# What to do with a junk fiberglass boat



## laguna21 (Feb 16, 2010)

Title pretty much says it all, it's a Penn Yann walk around style around 23 feet long? I'd say the trailer could be used with some work, any ideas?


----------



## bridgeman (Aug 26, 2010)

Donate to local fire department to use for training exercise


----------



## laguna21 (Feb 16, 2010)

Thanks, gonna ask them


----------



## s.a.m (Feb 22, 2016)

Take the fuel tank out and batteries, and take it to the land fill. The one near me charges by the ton, that boat would be couple hundred


----------



## laguna21 (Feb 16, 2010)

Couple hundred dollars?


----------



## Misdirection (Jul 16, 2012)

Take all the metal off and take it to a scrap yard for $$. Then take a Sawzall to the hull and cut it into small pieces and slowly discard in your trash. Then sell the trailer.

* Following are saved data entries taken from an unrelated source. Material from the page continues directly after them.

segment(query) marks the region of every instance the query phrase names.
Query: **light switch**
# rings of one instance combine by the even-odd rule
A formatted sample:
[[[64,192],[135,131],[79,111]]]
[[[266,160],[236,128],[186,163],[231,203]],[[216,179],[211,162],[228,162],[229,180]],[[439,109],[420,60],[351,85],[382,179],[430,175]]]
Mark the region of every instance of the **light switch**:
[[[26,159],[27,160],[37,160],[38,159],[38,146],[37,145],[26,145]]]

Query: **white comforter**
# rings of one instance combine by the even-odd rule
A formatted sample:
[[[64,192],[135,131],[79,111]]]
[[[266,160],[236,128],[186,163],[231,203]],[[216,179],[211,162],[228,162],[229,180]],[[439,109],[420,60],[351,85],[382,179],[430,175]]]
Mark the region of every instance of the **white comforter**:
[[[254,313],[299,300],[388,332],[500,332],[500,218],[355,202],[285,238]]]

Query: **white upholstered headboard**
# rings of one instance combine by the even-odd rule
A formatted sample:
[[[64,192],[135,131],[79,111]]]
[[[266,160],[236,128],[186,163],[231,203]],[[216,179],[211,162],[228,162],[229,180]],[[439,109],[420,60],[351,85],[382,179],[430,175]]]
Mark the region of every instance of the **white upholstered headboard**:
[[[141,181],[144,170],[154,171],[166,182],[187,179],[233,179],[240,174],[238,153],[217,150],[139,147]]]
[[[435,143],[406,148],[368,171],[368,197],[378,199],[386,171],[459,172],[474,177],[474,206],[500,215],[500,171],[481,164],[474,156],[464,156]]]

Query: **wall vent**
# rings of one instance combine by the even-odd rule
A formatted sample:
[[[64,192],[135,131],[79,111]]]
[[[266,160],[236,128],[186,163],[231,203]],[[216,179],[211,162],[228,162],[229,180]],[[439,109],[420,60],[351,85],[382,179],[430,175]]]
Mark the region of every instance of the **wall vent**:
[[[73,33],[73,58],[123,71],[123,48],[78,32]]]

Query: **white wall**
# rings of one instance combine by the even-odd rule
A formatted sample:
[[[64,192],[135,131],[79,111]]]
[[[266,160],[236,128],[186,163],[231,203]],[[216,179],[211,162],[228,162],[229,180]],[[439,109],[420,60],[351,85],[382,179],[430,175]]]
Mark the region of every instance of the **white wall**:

Sent from my SM-A505U using Tapatalk


----------



## laguna21 (Feb 16, 2010)

Our son is buying some property and this boat comes with it. We'll have a track hoe and a roll off container there, thinking we could crush it and fit it in there but it's gonna take a lot of room.


----------



## privateer (Apr 26, 2012)

laguna21 said:


> Our son is buying some property and this boat comes with it. We'll have a track hoe and a roll off container there, thinking we could crush it and fit it in there but it's gonna take a lot of room.


you will be surprised how compact it may be if you cut up or crunch and compact. we put a large hot tub into one of the totes for trash pickup. we just cut up with the sawsall. if crushed with excavator, it would have been another 30% smaller by volume.


----------



## birdcrazy (Jan 15, 2014)

The roll off will cost 3-5 hundred. If you can trailer it to a land fill yourself it will save a bunch and bring the trailer home.


----------



## Misdirection (Jul 16, 2012)

How much property? If quite a bit, just dig a hole and bury it. 

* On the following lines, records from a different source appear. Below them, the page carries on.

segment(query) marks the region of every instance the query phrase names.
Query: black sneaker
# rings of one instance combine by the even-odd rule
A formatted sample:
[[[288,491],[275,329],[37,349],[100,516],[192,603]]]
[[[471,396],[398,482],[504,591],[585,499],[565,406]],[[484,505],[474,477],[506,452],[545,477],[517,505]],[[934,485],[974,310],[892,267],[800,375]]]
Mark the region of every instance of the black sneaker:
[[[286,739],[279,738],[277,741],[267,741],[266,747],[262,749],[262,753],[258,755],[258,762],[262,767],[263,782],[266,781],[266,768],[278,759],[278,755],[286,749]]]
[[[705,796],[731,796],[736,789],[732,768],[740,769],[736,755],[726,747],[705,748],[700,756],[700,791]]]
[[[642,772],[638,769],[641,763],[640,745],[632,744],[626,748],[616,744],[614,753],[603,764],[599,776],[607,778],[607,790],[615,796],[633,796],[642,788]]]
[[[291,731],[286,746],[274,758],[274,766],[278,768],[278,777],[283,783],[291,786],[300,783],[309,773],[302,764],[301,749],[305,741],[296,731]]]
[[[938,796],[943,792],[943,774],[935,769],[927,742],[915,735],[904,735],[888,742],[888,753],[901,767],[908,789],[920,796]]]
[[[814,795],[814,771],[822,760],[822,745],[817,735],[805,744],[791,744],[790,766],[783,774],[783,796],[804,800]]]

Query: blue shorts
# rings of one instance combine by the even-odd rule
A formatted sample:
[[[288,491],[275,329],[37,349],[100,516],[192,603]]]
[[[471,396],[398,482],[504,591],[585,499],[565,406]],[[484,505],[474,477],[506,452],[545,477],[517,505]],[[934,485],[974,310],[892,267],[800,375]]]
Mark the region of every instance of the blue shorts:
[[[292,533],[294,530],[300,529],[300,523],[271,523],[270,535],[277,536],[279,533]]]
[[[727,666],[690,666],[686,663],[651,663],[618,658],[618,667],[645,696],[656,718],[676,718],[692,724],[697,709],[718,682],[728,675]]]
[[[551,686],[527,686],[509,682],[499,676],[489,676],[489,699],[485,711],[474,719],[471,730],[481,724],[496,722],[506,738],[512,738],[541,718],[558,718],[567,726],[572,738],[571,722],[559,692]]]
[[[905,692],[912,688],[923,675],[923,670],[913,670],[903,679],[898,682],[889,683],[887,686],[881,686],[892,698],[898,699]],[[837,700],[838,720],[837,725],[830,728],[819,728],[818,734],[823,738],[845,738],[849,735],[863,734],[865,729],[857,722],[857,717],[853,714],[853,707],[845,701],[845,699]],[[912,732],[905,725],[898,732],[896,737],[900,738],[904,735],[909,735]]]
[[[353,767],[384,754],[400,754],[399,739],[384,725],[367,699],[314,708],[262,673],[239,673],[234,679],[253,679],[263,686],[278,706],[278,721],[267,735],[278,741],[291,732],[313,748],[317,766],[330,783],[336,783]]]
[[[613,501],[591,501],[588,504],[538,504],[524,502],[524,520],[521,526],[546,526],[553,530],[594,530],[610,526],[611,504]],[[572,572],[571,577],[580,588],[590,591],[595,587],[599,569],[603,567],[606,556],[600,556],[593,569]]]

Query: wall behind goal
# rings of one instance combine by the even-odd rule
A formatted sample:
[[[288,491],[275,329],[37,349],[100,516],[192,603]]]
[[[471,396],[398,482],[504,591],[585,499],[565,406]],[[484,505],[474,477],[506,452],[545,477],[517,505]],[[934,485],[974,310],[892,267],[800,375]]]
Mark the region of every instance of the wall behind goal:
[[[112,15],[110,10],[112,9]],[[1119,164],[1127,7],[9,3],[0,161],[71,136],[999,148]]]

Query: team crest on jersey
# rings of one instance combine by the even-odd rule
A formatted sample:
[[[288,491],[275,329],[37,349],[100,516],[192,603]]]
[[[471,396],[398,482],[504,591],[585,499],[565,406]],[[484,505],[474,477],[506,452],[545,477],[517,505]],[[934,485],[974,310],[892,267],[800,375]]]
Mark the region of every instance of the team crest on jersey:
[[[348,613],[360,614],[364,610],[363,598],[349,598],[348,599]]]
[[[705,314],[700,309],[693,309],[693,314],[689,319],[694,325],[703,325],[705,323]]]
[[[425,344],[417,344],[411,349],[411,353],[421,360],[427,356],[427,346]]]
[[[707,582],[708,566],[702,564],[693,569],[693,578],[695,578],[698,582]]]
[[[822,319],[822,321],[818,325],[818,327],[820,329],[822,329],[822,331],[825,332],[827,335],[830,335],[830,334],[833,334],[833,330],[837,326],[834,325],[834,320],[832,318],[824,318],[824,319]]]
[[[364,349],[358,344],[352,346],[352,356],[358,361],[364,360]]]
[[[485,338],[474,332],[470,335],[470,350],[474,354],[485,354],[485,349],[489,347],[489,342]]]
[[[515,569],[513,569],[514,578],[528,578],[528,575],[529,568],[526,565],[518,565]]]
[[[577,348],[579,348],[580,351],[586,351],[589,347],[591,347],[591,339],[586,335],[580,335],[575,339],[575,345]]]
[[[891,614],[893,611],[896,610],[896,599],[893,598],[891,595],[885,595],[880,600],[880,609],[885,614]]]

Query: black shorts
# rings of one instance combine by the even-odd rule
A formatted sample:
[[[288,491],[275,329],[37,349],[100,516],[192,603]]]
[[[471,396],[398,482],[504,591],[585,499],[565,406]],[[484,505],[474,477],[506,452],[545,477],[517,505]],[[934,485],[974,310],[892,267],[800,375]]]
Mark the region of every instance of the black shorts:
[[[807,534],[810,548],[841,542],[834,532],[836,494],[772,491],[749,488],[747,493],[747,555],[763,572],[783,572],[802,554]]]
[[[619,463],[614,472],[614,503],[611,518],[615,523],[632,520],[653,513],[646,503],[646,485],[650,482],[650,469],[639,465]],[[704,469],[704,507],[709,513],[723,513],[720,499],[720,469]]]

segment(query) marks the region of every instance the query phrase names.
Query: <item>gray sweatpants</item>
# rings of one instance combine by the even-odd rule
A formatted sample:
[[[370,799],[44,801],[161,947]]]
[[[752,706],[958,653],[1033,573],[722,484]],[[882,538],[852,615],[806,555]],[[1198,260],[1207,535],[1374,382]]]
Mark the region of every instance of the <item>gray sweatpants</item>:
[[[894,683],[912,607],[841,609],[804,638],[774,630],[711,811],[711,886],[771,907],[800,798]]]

Sent from my SM-A505U using Tapatalk


----------



## CFIden (Oct 9, 2014)

laguna21 said:


> Our son is buying some property and this boat comes with it. We'll have a track hoe and a roll off container there, thinking we could crush it and fit it in there but it's gonna take a lot of room.


----------



## CFIden (Oct 9, 2014)

Bury it with the back hoe.


----------



## Buckeye33 (May 18, 2021)

Take the icky stuff out and give it to someone with kids. A yard boat would have been hours of fun when I was young.
maybe a church or day care would like it for a playground piece.


----------



## Dovans (Nov 15, 2011)

Take it to an auction. I've seen some pretty piss poor rusted out BS sell. Some sell high other sell low.. regardless its out your sons hair and he might make few bucks.


----------



## laguna21 (Feb 16, 2010)

The property is 26 acres. The previous owner passed away and was sort of a hoarder so he has his work cut out for him. There is a condemned house on it that will need torn down also. It's going to be beautiful there when it's done but it's going to be a lot of work. He's 25 so has plenty of time. When he took me to look my first thought was "that boats gonna be a pain in the ass" lol.


----------



## hatteras1 (Jan 18, 2011)

Back up in a buddy's yard and slam on the brakes.. and get out before he sees you.........


----------



## ya13ya03 (Sep 21, 2010)

Post if for free and see if anyone takes it. If not pay them $500 to take it. Make it someone else's problem.


----------



## laguna21 (Feb 16, 2010)

Haha, good advice (at least most of it). It hasn't closed yet so hes going to try to get seller to take care of it, there might be some good parts on there? Next trip out I'll get some pictures and post em. Thanks everyone


----------



## hatteras1 (Jan 18, 2011)

In Canada, They beach the old wooden worn out boats and sink them for structure.


----------



## Sean Ebra (Dec 6, 2017)

laguna21 said:


> Title pretty much says it all, it's a Penn Yann walk around style around 23 feet long? I'd say the trailer could be used with some work, any ideas?


Take it to the dump. It's pretty common.


----------



## PromiseKeeper (Apr 14, 2004)

bury it to the top of the rails and have Saugeye Tom help make it into a Koi Pond!


----------



## The Rev (Oct 27, 2021)

laguna21 said:


> Title pretty much says it all, it's a Penn Yann walk around style around 23 feet long? I'd say the trailer could be used with some work, any ideas?


Sell it and the trailer on craigs list "as is no warranty" as there are plenty of fixer upper type folks out there eager to buy cheap and repair/rebuild and use or flip. That way it stays out of a land fill.


----------



## TRIPLE-J (Sep 18, 2006)

I stripped mine and then cut it up with a saws all and circular saw and threw it in the garbage


----------